Here, according to our experimental data in Section 3.2, low-energy fs laser excitation promotes the aggregation of nitrogen centers till N3, H3, and H4, involving vacancies at low concentrations, similarly to their aggregation at moderate temperatures ≈1800–2000 °C [20]. Simultaneously, N3a (N3–B2 aggregates) centers appear at a higher concentration at these conditions due to the enhanced yield of N3 centers, both free and interacting with B2 centers.

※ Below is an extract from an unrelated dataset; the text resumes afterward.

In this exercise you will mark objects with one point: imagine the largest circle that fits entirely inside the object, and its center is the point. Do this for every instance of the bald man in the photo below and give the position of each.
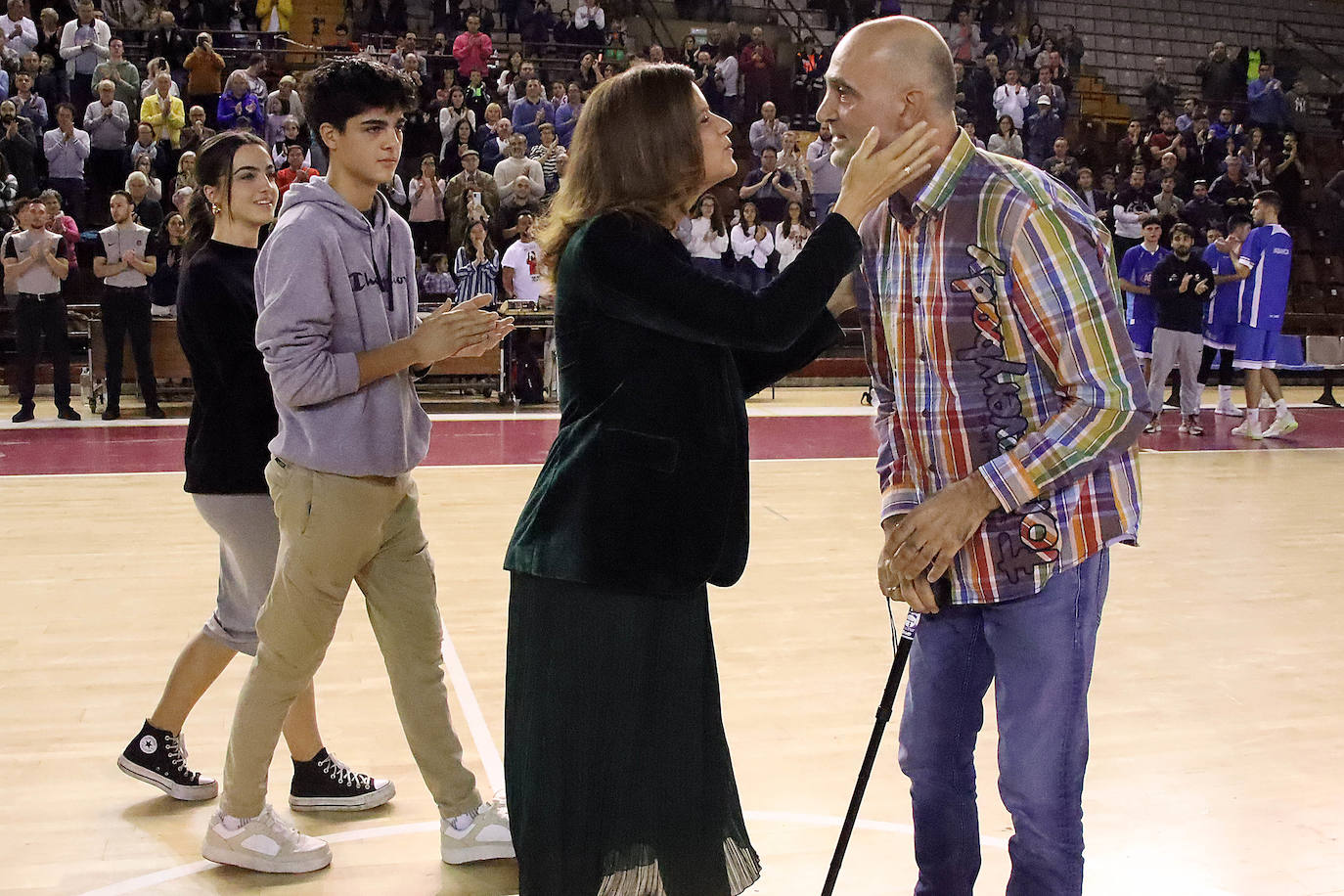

In contrast, at higher fs laser pulse energies, similarly to high-temperature treatments (>2300 °C [20]), the dissociation of the highly aggregated nitrogen centers A, H3, H4, and B2, as well as interactions with vacancies, proceeds in favor of lowly aggregated ones (NV, …). In this regime, the vacancy-driven splitting of the highly aggregated nitrogen centers H3, H4, and B2 could also occur in a concerted way at high vacancy concentrations. Specifically, the naturally present, intrinsic vacancies, V⁰, in the weakly radioactive diamond disappear in this high fs laser energy regime of exposure, being consumed for the latter type of reactions.

5. Conclusions

In conclusion, multi-pulse 0.3 ps, 515 nm laser micro-inscription inside a bulk natural IaA+B diamond of a bulk array of photoluminescent nanostructured microtracks as a function of pulse energy and exposure indicated the low-energy and exposure rise in vacancy-enriched nitrogen centers, such as N3a, H3, and H4. In contrast, at higher, above-threshold pulse energies, the laser-induced dissociation of highly aggregated nitrogen centers in the vacancy-enriched focal volume resulted in predominating NV centers. The concerted splitting of the highly aggregated nitrogen centers surrounded by vacancies at high concentrations occurred until NV centers could also become possible.